Sony has added 4K video capability to its Alpha 7 line of lightweight interchangeable-lens mirrorless digital cameras.
Unveiled at NAB 2014 in Las Vegas, the Alpha 7S can shoot in 4K with a resolution of 3840 by 2160 pixels.
The palm-sized camera has a 12.2-megapixel Exmor CMOS full-frame sensor, meaning it’s the same size as a traditional 35 mm film frame.
Sony said that when used in the 24p/30p 4K movie setting, it’s the only full-frame sensor that can read the entire width of the pixel array without pixel binning for video.
Pixel binning refers to the process of combining the data from a group of pixels into a single pixel. 24p and 30p refer to video formats with 24 and 30 frames per second, respectively.
For photography buffs who like shooting at night, the camera also has a sensitivity range that extends from ISO 50 to 409600, allowing users to capture clear videos in very low light conditions.
Indoor, poorly lit sporting events, which would require a high shutter speed with low noise, are one situation where the Alpha 7S would excel, according to Sony.
Since the 7S has a relatively small footprint, recording in 4K video requires an external third-party 4K recorder via an HDMI (high-definition multimedia interface) link. The camera can record to a compatible memory card at full HD with 1920 by 1080 resolution at frame rates of 60p, 60i, 30p and 24p.
For those who want to create slow-motion effects, switching to APS-C (Advanced Photo System type C), a smaller image sensor format than full frame, will allow it to capture footage at 120 frames per second at standard HD resolution.
The shooter has shutter speeds ranging from 1/8000 to 30 seconds, a 25-point autofocus system and a body-only weight of 446 grams.
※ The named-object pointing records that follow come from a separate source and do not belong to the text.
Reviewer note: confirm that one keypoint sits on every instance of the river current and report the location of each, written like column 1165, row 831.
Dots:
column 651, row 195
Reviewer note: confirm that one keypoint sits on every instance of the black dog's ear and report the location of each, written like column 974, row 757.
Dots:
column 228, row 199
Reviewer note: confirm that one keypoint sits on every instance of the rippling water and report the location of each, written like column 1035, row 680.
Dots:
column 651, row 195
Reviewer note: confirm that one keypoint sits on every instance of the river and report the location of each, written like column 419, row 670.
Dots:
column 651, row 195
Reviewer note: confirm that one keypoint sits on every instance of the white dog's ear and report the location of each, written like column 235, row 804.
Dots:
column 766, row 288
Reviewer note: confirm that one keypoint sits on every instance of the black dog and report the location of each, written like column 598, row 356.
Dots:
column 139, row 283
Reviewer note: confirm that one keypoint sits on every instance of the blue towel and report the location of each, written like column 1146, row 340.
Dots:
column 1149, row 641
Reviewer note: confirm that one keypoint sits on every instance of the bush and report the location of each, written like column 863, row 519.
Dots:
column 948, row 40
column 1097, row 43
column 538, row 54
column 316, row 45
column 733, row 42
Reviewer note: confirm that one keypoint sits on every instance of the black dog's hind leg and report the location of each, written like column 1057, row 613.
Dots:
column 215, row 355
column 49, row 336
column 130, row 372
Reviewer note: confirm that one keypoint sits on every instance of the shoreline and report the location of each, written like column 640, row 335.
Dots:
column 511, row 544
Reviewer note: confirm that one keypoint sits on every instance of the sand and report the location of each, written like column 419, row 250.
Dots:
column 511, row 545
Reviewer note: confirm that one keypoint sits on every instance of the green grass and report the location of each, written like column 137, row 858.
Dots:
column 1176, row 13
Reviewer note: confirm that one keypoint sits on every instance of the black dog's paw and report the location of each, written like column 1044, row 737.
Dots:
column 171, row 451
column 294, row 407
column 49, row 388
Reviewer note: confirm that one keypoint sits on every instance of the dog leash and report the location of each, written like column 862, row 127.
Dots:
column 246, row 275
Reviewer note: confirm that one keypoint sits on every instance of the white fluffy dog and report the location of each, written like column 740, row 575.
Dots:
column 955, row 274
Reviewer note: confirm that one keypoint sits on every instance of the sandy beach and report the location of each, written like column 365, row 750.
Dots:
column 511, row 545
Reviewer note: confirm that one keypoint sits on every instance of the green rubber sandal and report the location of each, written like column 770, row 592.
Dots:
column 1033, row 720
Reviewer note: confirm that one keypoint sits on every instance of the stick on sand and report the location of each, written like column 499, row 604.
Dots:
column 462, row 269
Sony has not yet announced pricing or availability for the Alpha 7S.
The camera follows in the tracks of Sony’s Alpha 7, which has a 24.3-megapixel sensor, and the Alpha 7R, which has a 36.4-megapixel sensor. Sony’s online shop lists the bodies of the Alpha 7 and 7R for $1,699 and $2,299, respectively.
Updated on April 8 to include a video report from IDG News Service.